You may not be familiar with Japanese philosopher George Ohsawa, but you’ve probably come across his approach to healthy and harmonious living, “macrobiotics.” Founded in the 1930s and named after a term first coined by ancient Greek physician Hippocrates, the approach prescribes cutting out processed foods, refined sugars, dairy and meat, and emphasizes whole grains, pickled and fermented foods, sea vegetables, contemplative practices and thoroughly chewing food. The macrobiotic belief is that wellness arises from keeping the body in tune with the natural environment, by maintaining the balance between yin (cooling foods) and yang (warming foods).
We asked shiatsu practioner and macrobiotic-inspired chef Shandoah Goldman to share her modern perspective on this old philosophy—and a recipe.
Q. What does macrobiotics mean to you?
A. Literally, it means ‘big life.’ For me, it is the balance between yin and yang and of the five tastes: sweet, salty, bitter, sour, and pungent. Macrobiotics is also about eating seasonally. We get the most nourishment from the foods that grow in the same environment we live in. For example, during this time of year, root veggies like turnips and daikon grow in New York. These foods are warming to our bodies, so it’s best to eat them during the colder months.
Q. How did you come to follow a macrobiotic diet?
A. I was actually brought up eating this way. During my adolescent years I strayed a bit, but as a teenager, I realized I truly felt best when I predominantly followed macrobiotic principles. I integrated these principles of balance into my shiatsu practice by creating personalized menu plans for my clients. This later grew into a successful macrobiotic-inspired catering company, and I now use these principles to create simple, easy and delicious recipes for my blog.
Q. Macrobiotics gets a bad rap for being strict and time-consuming.

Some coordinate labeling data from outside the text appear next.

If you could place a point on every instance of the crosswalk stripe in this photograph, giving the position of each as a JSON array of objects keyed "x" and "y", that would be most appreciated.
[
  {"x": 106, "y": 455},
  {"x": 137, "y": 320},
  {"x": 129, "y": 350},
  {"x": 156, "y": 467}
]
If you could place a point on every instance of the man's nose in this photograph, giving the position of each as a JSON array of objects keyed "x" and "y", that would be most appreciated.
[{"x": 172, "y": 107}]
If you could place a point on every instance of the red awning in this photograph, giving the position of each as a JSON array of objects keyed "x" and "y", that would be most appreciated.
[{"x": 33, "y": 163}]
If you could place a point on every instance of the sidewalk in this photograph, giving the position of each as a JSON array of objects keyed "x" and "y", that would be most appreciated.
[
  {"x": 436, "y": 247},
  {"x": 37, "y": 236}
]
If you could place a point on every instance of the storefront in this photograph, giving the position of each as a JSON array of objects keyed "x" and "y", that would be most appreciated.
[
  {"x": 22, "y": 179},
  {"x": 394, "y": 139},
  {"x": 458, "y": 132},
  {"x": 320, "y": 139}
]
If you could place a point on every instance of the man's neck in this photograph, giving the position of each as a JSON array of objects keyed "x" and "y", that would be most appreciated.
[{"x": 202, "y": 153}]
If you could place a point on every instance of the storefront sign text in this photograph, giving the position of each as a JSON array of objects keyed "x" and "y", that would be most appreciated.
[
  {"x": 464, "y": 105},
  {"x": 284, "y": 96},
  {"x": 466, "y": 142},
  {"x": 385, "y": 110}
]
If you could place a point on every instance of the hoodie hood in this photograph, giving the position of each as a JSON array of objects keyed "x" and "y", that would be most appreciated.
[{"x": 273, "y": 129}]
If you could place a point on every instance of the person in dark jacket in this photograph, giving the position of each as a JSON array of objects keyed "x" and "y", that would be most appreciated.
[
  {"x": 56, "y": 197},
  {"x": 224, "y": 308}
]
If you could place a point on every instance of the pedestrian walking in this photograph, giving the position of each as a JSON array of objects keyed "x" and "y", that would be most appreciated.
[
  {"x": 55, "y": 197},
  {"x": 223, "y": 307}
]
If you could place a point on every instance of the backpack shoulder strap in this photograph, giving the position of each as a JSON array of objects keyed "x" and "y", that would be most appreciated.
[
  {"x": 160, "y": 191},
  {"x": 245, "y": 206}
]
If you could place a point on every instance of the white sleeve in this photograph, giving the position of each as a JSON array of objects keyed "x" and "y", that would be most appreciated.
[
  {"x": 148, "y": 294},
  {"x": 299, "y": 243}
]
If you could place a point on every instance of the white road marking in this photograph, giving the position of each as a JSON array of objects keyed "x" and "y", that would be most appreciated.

Any tips for making it more accessible?
A. Just as macrobiotics teaches, I really believe it’s all about finding a balance: you can maintain the basic principles and adapt the practice to your individual needs. It doesn’t have to be so complicated or time-consuming. I like keeping cooked grain on hand and then making “one pot meals” where all the cooking is confined to one pot through a layering system so you can spend less time cooking and more time enjoying the meal.
Try one of Shandoah’s “one pot meal” ideas:
Shiitake, Root Vegetable Nabe
1/2 Daikon root peeled, sliced on the diagonal
1 burdock root, peeled, sliced on the diagonal
1 carrot, peeled, sliced on the diagonal
1 small piece ginger root, sliced or grated
1 c. water
1 Tbsp. Tamari (or soy sauce), more to taste
5 medium Shiitake mushrooms, sliced
1 handful kale
scallion, sesame seeds, Kimchi to garnish
Place roots, carrot, ginger, water and tamari in a shallow pan. Cover and let simmer on low heat until roots are tender (5-7 minutes). Add shIitakes, cover and simmer for a couple more minutes, then add kale on top. Cover for one more minute and turn off heat so kale becomes tender but not soft. Serve in a bowl, garnished with sliced scallions, sesame seeds, and kimchi if you like spice. Goes great with brown rice. Total cooking time, only 10-12 minutes.